Focus on the priorities: Wernick’s next step is to find trusted stewards for the highest electoral priorities. Trudeau’s Liberals have pledged big on climate change, housing affordability and the recovery of Covid. He points out that former provincial ministers “may be a good choice for portfolios that are more risky than bad things arise, as they are less likely to be easily confused or crippled.”

The Trudeau caucus is full of them: Lena Diab in Nova Scotia; and Marie-France Lalonde, Yasir Naqvi, Michael Coteau and Helena Jaczek in Ontario.

Fill the slate: The last step of the PM is to consider gender, race and ethnicity. “You’re going to be judged on this,” Wernick writes.

This is where Trudeau will make the toughest calls. Sean Fraser is a three-term Liberal MP from a constituency in Nova Scotia who generally votes Conservative. He skillfully defended his government’s record in the House of Commons. And he also makes friends in the right places. A connected insider recently informed POLITICO of a local dinner where Fraser was all smiles with Tim Houston, the new Progressive Conservative Prime Minister whose riding straddles Fraser’s Central Nova.

Fraser loyalists will say he’s ready for prime time. But cabinet lost a voice in Nova Scotia in the last election when Fisheries Minister Bernadette Jordan was beaten. The Trudeau cabinet will have as many women as men, which increases the chances of Diab. Of course, Trudeau could name both. But if a Maritime province deserves two ministers, New Brunswickers might complain if they only have one left.

The odds choices: Chrétien wrote in “My Years as Prime Minister” that his first choices were relatively straightforward.
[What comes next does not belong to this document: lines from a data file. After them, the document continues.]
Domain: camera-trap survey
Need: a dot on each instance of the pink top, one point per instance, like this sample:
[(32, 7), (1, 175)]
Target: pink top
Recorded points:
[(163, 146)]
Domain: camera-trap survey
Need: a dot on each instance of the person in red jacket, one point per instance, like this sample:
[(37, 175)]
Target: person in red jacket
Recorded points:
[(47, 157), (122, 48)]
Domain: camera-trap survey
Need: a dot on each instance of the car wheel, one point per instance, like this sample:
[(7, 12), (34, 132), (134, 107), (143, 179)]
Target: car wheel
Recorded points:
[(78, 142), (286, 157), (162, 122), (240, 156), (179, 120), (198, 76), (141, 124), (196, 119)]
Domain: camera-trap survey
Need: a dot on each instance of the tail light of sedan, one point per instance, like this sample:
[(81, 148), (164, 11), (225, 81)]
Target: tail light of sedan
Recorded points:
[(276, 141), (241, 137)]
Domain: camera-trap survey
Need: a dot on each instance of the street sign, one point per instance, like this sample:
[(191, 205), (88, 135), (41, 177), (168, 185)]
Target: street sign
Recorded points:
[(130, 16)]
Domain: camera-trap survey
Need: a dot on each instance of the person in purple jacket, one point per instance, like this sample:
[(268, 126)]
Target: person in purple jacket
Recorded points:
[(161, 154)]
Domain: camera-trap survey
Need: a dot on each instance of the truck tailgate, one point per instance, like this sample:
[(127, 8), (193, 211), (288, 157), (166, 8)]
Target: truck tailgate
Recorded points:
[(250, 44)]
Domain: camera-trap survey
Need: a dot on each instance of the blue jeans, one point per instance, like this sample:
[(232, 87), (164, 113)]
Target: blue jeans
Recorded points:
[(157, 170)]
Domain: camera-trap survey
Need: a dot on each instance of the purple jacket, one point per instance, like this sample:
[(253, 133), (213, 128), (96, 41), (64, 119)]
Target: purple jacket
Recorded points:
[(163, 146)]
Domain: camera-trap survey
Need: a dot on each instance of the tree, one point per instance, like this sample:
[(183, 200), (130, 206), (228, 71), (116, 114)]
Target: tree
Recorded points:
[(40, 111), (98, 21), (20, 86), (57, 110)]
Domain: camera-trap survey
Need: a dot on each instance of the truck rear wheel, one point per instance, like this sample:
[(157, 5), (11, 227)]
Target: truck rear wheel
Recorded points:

The same is probably true for Trudeau. He is sure to surprise political insiders when he unveils his team, but no one will be shocked if high-performing people like Carla Qualtrough and Anita Anand – the overseers of the Covid relief programs and the vaccine supply, respectively. – get big promotions. The two are in talks to replace Sajjan in defense.

Marc Miller has built a solid reputation in Indigenous services and no one complains about Marc Garneau as Minister of Foreign Affairs. But that doesn’t mean they won’t be mixed up.

“It is generally wise to keep ministers in their ministry long enough to allow them to learn the ropes and master the problems,” wrote Chrétien. “But too little change can create frustration and turmoil among backbenchers who see no movement and therefore no opportunity for advancement in their own careers.”

The consolation prize: Chrétien said he was in the mood for raising new voices. “There is an unfortunate misconception in Ottawa that if you are not a minister, you are not successful.”

Anyone who doesn’t break Cabinet could become parliamentary secretary – Fraser’s repeated fate to this day – or committee chair. Anyone relegated to these positions should do their best and hope that the Rube Goldberg machine that produces the Cabinet will perform more favorably down the line. “It’s complex,” wrote Chrétien, “and it’s not always fair.